Strengths: A key contribution of this paper is its exceptionally clear exposition of the SBN model as well as a careful analysis of their novel estimator, which they call a "path-sample analytic" (PSA) method due to its explicit summation over many different dependency paths in a Bayesian-network representation of an SBN. Using their analysis, the authors also give a rigorous justification of the straight-through estimator as a particular linearization and noise-model assumption that yields exactly the form of the straight-through estimator in the backwards pass. This knowledge could be used to swap in different assumptions and different approximations to yield other biased but potentially lower-variance methodologies. It also yields a pleasing explanation of the straight-through estimator on the basis of comprehensible mathematical approximations and simplifying assumptions.

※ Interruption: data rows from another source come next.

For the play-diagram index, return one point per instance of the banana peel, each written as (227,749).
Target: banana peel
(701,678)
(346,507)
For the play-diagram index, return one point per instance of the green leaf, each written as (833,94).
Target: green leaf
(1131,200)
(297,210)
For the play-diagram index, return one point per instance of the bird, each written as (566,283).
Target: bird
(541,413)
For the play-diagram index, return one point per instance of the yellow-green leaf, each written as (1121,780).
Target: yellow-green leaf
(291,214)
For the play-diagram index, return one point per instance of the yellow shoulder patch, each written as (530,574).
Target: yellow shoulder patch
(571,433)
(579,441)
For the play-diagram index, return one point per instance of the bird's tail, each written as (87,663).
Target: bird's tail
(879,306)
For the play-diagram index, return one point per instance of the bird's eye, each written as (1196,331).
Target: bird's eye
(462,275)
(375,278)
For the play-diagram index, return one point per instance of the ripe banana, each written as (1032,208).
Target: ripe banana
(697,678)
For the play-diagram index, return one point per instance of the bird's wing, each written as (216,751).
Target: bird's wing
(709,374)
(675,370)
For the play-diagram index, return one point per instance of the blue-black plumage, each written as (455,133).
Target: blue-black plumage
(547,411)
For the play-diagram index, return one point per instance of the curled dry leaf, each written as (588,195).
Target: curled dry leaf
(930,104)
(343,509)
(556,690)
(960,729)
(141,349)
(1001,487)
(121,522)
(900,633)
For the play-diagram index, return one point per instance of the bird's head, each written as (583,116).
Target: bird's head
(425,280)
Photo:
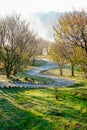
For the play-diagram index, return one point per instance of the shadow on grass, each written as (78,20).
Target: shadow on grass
(14,118)
(77,85)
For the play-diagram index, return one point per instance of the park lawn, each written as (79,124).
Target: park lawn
(66,72)
(38,109)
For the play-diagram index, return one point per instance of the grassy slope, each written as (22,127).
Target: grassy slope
(37,109)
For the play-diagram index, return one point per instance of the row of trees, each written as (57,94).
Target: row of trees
(71,41)
(18,44)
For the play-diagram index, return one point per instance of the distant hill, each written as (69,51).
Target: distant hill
(42,23)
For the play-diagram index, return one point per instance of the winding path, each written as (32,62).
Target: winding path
(58,81)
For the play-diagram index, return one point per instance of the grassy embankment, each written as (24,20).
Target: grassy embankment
(38,109)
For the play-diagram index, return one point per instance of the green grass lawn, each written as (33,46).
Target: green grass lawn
(66,72)
(38,109)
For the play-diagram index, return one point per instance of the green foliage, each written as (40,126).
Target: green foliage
(34,79)
(36,109)
(38,63)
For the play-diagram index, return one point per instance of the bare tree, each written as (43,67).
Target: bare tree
(17,43)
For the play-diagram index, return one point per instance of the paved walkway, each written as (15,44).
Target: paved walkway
(58,81)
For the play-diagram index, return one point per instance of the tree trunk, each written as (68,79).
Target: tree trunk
(61,71)
(72,69)
(7,72)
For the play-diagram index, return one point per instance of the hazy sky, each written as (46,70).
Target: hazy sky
(30,6)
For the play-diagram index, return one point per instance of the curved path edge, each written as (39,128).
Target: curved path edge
(58,81)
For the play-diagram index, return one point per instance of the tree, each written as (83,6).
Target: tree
(17,43)
(57,55)
(72,29)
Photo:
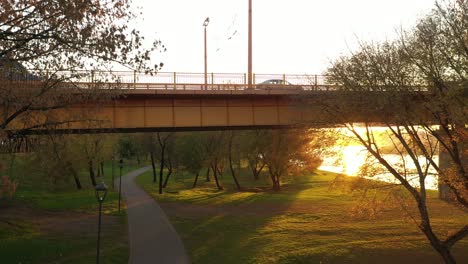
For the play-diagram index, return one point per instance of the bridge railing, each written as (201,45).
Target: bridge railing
(177,80)
(167,80)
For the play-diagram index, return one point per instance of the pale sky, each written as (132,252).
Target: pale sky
(292,37)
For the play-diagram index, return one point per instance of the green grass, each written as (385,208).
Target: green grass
(23,240)
(306,223)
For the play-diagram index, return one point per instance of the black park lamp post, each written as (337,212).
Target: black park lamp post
(101,192)
(205,24)
(113,169)
(120,181)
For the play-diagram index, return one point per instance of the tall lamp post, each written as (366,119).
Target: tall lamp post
(120,181)
(205,24)
(101,192)
(249,59)
(113,169)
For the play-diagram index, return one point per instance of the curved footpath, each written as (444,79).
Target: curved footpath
(152,237)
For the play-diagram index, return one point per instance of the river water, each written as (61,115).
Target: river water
(352,159)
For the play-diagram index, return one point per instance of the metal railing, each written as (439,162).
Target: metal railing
(177,80)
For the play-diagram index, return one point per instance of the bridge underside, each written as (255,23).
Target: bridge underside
(149,111)
(143,113)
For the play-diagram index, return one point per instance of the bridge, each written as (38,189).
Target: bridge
(183,101)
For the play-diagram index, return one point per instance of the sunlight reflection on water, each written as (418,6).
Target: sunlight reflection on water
(354,157)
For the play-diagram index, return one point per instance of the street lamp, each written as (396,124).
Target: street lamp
(113,169)
(249,59)
(120,181)
(205,24)
(101,192)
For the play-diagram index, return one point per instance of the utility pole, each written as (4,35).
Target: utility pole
(249,68)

This work is also carefully positioned with respect to prior gradient estimators, including various relaxation and control-variate-based methodologies that attempt to correct the high variance of the REINFORCE estimator. A final contribution is the idea behind the PSA algorithm itself, which may well inspire many new methods for reducing the variance of various other Bayesian networks with discrete nodes. Although it does simply reduce to a clever application of Rao-Blackwellization, e.g., a local expectation gradient, that exploits the small number of states of a given binary random variable, this approach of paying a small (but mathematically comprehensible) bias cost for a large reduction in variance is novel and useful. I found the presented empiricism to be very good. The careful analysis of the proposed estimators versus true gradient was very informative, and allowed the authors to discuss limitations of the method.

Weaknesses: While the empiricism that was done was quite good, I am surprised at the choice only of CIFAR-10, when this method appears to allow gradient estimation through much deeper networks without losing coherence of the gradient signal due to noise. I would have appreciated more ambitious experiments beyond simply comparing to other baselines.

Correctness: The claims and methods appear correct. The empirical methodology establishes the advantages and disadvantages of this method over other true gradient estimators and relaxations. At one point, the authors refer to Hinton's discussion of variational autoencoders, which is wrong. I am familiar with the lecture in question and the model was simply a deep autoencoder (variational autoencoders were invented some years later).

Clarity: The paper is well written and exceptionally clear in its mathematical exposition, with a few scattered typos: 41 reminder <-> remainder 78 we <-> We 246 With <-> We 280 It's <-> its There are likely more that I did not notice while reading.

Relation to Prior Work: Yes, the work clearly discusses relation to previous contributions.

Reproducibility: Yes

Additional Feedback: Discussion of extensions beyond logistic noise and with other approximations in the gradient would be of value. Similarly, an example where the linearization approximation induces a bias that makes convergence impossible. These seem like straightforward corollaries to this work. Discussion also of what other interesting Bayesian networks the PSA methodology might apply to would be of value.